Golfweek: Phil For The Prez Cup? Really?

Let's face it: the Presidents Cup is just not a compelling competition. Initially an attempt by Tim Finchem to milk some more profits in the wake of the Ryder Cup, the matches have had some nice moments (Royal Montreal and Melbourne), but lacks much sizzle when the venues are lacking (like, now and in the foreseeable future). Short of bringing back stymies or going to magnificent courses, there is no real reason to get interested in the biennial competition as it heads to Korea this year.

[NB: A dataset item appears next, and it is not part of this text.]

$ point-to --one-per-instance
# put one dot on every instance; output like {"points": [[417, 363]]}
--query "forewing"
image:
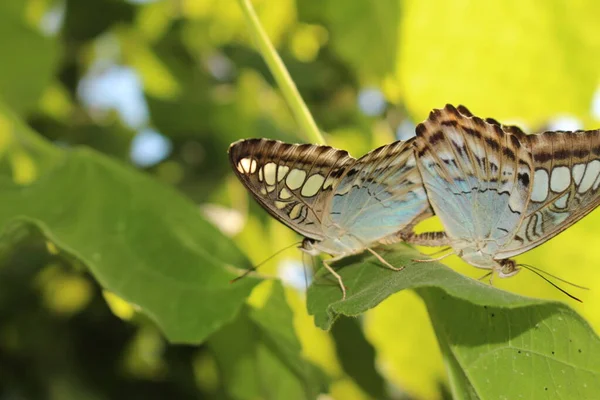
{"points": [[565, 186], [291, 181], [476, 173], [379, 195]]}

Yet the captains did their best to make it compelling Tuesday with edgy selections, notably Nick Price picking soon-to-be-exiled-to-military-serviceman and rising star Sangmoon Bae, who gets to play in his native South Korea (assuming some crazy General doesn't intervene!).

On the U.S. side, Jay Haas and son Bill said all the right things in explaining the very justifiable captain's pick by father of son.

But the pick of the day that generated the most social media vitriol: Phil Mickelson by Haas as America's second option over names like Holmes, Snedeker, Horschel.

Golfweek's Jeff Babineau is perplexed by the Mickelson captain's pick.

Forgetting about the Gleneagles mutiny he helped to lead in one of the more bizarre post-event pressers of all time, Phil has been a model ambassador on Tour, the kind of guy who shows up to some city, smiles a bunch and signs as many autographs as any three other players combined.

Hey, wives are a big part of the team events, don’t forget, and in Amy Mickelson, Team USA gets a modern-day Barbara Nicklaus. Friendly, genuine, highly popular. The real deal.

But what does the U.S. get in adding Phil the player, the one who stands before us today at 45? Well … that’s the painful part, the part in which the needle screeches across the vinyl, and where everything grinds to an awkward halt. Sadly, performance-wise, elevating Mickelson onto the Presidents Cup team makes no real sense.

Since walking off the green with his fifth major – and first Claret Jug – in the summer of 2013, Mickelson has pretty much been an invisible man as a competitor. As much as he has tried to fire up the engine the last two years, losing weight, getting fit, pounding balls … the motor just hasn’t turned over. He hasn’t won in 26 months. That’s quite a spell. In 39 starts over two seasons, he has contended two times, albeit in majors.